In questo percorso è necessario tenere conto anche della diversa formazione che ha interessato 22 professioni sanitarie (tutte laureate) e della necessità di ripensare la formazione e il profilo professionale dell’Operatore Socio Sanitario, per renderlo maggiormente in linea con le esigenze dei pazienti e con le necessità di funzionamento delle strutture.
Pertanto, tenuto conto dei nuovi saperi e delle nuove norme riguardanti le professioni sanitarie, nel frattempo emanate, è necessario rivedere le collaborazioni, le interazioni, le integrazioni, i ruoli e le responsabilità, e le organizzazioni in genere, sia per non vanificare l’investimento formativo fatto, sia per assicurare un più alto livello di garanzia e sicurezza agli utenti e agli stessi professionisti.

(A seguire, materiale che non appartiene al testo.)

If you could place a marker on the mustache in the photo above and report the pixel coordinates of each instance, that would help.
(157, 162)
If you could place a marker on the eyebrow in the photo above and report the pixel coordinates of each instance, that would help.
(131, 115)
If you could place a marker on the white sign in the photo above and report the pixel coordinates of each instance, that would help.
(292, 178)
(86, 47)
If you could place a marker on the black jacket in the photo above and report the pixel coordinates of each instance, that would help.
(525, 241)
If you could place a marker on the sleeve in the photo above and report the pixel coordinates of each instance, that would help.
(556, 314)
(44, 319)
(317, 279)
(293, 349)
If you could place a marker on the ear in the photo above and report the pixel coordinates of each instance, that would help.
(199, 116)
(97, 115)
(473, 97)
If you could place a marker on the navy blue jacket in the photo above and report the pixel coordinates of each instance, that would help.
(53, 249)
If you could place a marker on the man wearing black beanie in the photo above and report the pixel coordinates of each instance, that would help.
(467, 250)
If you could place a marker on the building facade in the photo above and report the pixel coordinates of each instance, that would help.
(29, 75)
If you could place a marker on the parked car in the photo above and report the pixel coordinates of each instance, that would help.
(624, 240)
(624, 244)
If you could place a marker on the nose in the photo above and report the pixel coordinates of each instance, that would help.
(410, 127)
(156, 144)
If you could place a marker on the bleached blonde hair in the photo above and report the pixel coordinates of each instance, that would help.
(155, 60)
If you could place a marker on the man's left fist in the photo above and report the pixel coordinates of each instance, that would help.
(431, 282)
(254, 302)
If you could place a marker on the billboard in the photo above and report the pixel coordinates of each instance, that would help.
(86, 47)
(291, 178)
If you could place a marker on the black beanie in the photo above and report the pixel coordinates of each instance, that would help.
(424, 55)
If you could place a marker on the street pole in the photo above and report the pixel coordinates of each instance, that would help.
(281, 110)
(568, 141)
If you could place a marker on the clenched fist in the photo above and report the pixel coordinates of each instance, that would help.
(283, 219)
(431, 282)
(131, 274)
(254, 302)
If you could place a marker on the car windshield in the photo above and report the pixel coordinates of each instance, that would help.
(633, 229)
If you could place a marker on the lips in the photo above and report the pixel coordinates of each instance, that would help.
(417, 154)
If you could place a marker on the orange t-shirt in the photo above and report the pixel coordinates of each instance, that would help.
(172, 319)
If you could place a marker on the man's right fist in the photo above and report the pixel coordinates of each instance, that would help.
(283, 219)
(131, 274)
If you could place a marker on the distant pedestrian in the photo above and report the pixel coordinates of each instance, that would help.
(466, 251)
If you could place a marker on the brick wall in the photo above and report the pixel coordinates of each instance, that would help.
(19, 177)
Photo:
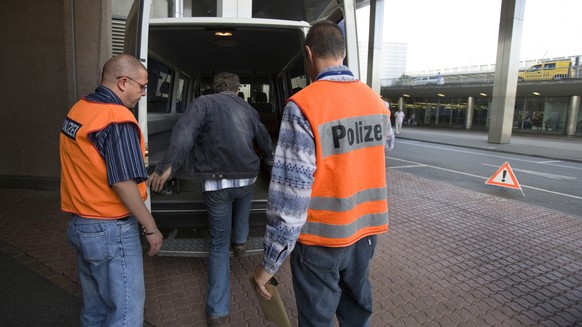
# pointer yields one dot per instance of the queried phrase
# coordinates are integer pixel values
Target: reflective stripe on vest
(349, 195)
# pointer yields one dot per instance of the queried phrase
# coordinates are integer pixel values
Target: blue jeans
(332, 282)
(110, 262)
(228, 210)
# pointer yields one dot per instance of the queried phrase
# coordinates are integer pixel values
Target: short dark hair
(326, 39)
(226, 82)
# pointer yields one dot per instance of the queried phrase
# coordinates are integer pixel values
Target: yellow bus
(547, 70)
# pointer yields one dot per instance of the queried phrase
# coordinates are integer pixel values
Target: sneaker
(239, 250)
(215, 322)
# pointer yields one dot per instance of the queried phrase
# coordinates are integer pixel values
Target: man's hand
(155, 240)
(262, 277)
(156, 182)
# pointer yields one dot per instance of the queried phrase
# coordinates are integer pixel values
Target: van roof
(257, 50)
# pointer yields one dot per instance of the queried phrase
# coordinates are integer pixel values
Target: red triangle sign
(504, 177)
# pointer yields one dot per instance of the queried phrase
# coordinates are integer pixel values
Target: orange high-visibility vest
(349, 195)
(84, 187)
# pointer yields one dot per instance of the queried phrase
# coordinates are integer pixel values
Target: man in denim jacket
(215, 140)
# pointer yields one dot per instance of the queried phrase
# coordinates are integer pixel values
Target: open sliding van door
(136, 44)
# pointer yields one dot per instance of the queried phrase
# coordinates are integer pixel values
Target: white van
(183, 55)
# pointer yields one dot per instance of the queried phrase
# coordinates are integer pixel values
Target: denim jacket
(215, 138)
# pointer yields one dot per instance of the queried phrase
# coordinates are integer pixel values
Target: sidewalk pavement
(452, 257)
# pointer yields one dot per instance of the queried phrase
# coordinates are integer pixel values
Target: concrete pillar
(375, 44)
(506, 69)
(426, 112)
(469, 113)
(572, 117)
(436, 115)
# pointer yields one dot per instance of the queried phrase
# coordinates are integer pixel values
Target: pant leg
(243, 197)
(110, 270)
(355, 305)
(316, 278)
(219, 205)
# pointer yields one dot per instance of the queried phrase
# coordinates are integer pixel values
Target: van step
(199, 247)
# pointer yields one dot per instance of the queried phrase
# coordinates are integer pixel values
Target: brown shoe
(215, 322)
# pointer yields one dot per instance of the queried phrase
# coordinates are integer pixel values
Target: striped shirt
(118, 144)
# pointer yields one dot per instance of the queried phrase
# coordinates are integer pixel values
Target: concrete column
(436, 114)
(375, 44)
(469, 113)
(572, 117)
(426, 112)
(506, 69)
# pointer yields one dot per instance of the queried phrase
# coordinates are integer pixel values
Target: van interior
(183, 57)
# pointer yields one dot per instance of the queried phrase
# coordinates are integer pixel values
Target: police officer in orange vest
(328, 196)
(103, 187)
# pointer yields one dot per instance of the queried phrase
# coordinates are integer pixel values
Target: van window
(182, 99)
(159, 86)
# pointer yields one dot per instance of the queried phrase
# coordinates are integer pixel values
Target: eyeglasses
(142, 86)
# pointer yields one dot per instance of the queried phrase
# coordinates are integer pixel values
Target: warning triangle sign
(504, 177)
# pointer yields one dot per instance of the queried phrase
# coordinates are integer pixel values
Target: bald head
(126, 77)
(120, 65)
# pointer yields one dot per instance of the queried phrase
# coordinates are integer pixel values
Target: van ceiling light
(225, 43)
(223, 33)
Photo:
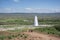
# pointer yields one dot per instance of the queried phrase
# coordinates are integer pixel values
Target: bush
(57, 27)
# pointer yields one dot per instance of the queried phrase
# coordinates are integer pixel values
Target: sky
(29, 6)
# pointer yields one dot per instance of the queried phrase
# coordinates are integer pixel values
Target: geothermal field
(30, 26)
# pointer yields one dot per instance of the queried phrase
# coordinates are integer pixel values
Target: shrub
(57, 27)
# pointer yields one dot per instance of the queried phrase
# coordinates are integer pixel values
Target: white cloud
(16, 0)
(28, 10)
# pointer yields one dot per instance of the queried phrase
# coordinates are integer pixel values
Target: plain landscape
(20, 26)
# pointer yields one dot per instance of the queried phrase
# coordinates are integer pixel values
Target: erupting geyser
(35, 21)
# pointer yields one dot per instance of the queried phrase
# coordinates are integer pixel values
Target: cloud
(28, 10)
(16, 0)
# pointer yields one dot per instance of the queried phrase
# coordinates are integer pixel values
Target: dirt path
(40, 36)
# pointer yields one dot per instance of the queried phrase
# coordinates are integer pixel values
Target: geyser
(35, 21)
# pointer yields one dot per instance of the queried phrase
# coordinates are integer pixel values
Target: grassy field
(26, 20)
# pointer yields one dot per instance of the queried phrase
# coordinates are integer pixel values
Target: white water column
(35, 21)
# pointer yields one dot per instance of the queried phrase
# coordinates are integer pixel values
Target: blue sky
(29, 6)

5. La valorizzazione dei professionisti
Il riconoscimento e la valorizzazione delle figure professionali, nel rispetto dei principi già enunciati nel Patto per la Salute e richiamate da tutte le forze politiche come “importante ed urgente esigenza” deve riguardare:
– i professionisti della “linea di produzione” ed i professionisti specialisti e/o esperti (come da norme vigenti), nell’ambito dei rinnovi contrattuali;
– i professionisti impegnati nelle attività programmatorie ed organizzative a livello di Unità Operativa e Dipartimento (ieri Caposala, oggi Coordinatori con Incarichi di Funzione Organizzativi), con riconoscimenti ed inquadramenti diversamente pesati nell’ambito dell’Area del Comparto, fino all’inquadramento dirigenziale, sulla base di criteri definiti a monte che tengono conto della complessità clinico-assistenziale e organizzativa di riferimento, con contestuale “congelamento” dei precedenti inquadramenti nell’area del comparto;
– i professionisti impegnati a livello dirigenziale, in applicazione del vigente CCNL dell’area della dirigenza, attraverso una definizione delle posizioni ricopribili ed i necessari adeguamenti normativi e contrattuali per la correttezza giuridico-amministrativa degli atti e per un riconoscimento alla dirigenza delle professioni sanitarie pari diritti e pari dignità rispetto alle altre dirigenze precedentemente istituite;
– i professionisti impegnati nella formazione (ieri regionale, oggi universitaria), con il pieno riconoscimento di status e ruolo a tutti i professionisti interessati, nell’ambito di precisi accordi tra le Regioni (che finanziano) e il sistema universitario (che governa), nel rispetto delle relative regole di funzionamento.